0
votes

I am trying to run a spark-submit from Azure Databrics. Currently I can create a job, with the jar uploaded within the Databrics workspace, and run it.

My queries are:

  1. Is there a way to access a jar residing on a GEN2 DataLake storage and do a spark-submit from Databrics workspace, or even from Azure ADF ? (Because the communication between the workspace and GEN2 storage is protected "fs.azure.account.key")

  2. Is there a way to do a spark-submit from a databrics notebook?

2
I have already done that. (I wrote in the first line.) I am looking for a way to do points 1 and 2 specifically. Could you suggest or comment on that?partha_devArch

2 Answers

1
votes

Is there a way to access a jar residing on a GEN2 DataLake storage and do a spark-submit from Databrics workspace, or even from Azure ADF ? (Because the communication between the workspace and GEN2 storage is protected "fs.azure.account.key") Unfortunately, you cannot access a jar residing on Azure Storage such as ADLS Gen2/Gen1 account.

Note: The --jars, --py-files, --files arguments support DBFS and S3 paths.

Typically, the Jar libraries are stored under dbfs:/FileStore/jars.

You need to upload libraries in dbfs and pass as the parameters in the jar activity.

For more details, refer "Transform data by running a jar activity in Azure Databricks using ADF".

Is there a way to do a spark-submit from a databricks notebook?

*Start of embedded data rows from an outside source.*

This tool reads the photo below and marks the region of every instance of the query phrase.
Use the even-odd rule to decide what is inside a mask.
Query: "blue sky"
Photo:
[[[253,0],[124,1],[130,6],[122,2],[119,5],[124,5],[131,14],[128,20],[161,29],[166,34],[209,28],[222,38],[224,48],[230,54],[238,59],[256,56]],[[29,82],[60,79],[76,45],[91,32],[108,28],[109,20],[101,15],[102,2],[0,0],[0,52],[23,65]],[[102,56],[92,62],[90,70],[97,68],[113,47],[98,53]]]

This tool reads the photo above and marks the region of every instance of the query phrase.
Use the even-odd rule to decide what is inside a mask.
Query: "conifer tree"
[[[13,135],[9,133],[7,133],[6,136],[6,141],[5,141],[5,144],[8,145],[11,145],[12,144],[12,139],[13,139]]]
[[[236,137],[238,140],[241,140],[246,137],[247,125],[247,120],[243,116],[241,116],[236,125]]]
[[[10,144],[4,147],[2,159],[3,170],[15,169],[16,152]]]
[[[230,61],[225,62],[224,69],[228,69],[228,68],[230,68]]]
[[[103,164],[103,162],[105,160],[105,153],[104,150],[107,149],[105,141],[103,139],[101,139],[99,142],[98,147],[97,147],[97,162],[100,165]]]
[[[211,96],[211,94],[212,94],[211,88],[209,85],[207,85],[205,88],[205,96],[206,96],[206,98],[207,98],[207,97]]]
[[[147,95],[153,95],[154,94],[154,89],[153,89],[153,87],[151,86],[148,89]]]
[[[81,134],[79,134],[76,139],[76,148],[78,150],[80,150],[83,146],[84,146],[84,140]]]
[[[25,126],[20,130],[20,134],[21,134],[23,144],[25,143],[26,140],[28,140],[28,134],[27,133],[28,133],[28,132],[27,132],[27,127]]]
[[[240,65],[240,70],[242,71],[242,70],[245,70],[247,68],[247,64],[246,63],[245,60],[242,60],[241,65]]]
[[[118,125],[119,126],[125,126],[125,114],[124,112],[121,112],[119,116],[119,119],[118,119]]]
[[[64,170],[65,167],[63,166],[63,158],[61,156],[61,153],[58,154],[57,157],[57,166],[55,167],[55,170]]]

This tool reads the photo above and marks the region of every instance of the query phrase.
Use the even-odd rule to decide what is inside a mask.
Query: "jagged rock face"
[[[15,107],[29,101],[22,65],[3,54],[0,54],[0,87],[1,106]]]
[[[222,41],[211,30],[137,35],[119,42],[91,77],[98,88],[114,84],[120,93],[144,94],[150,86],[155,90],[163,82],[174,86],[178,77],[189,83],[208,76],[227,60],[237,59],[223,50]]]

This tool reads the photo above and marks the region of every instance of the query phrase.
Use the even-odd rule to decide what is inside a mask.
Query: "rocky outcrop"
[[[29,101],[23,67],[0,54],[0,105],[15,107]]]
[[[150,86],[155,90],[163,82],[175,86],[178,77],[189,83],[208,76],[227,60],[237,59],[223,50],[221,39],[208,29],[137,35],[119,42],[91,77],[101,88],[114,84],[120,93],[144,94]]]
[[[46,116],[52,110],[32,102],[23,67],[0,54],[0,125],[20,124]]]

To answer the second question, you may refer the below Job types:

enter image description here

Reference: SparkSubmit and "Create a job"

Hope this helps.


If this answers your query, do click “Mark as Answer” and "Up-Vote" for the same. And, if you have any further query do let us know.

-1
votes

Finally I figured out how to run this:

  1. You can do a run a Databricks jar from an ADF, and attach it to an existing cluster, which will have the adls key configured in the cluster.

  2. It is not possible to do a spark-submit from a notebook. But you can create a spark job in jobs, or you can use the Databricks Run Sumbit api, to do a spark-submit.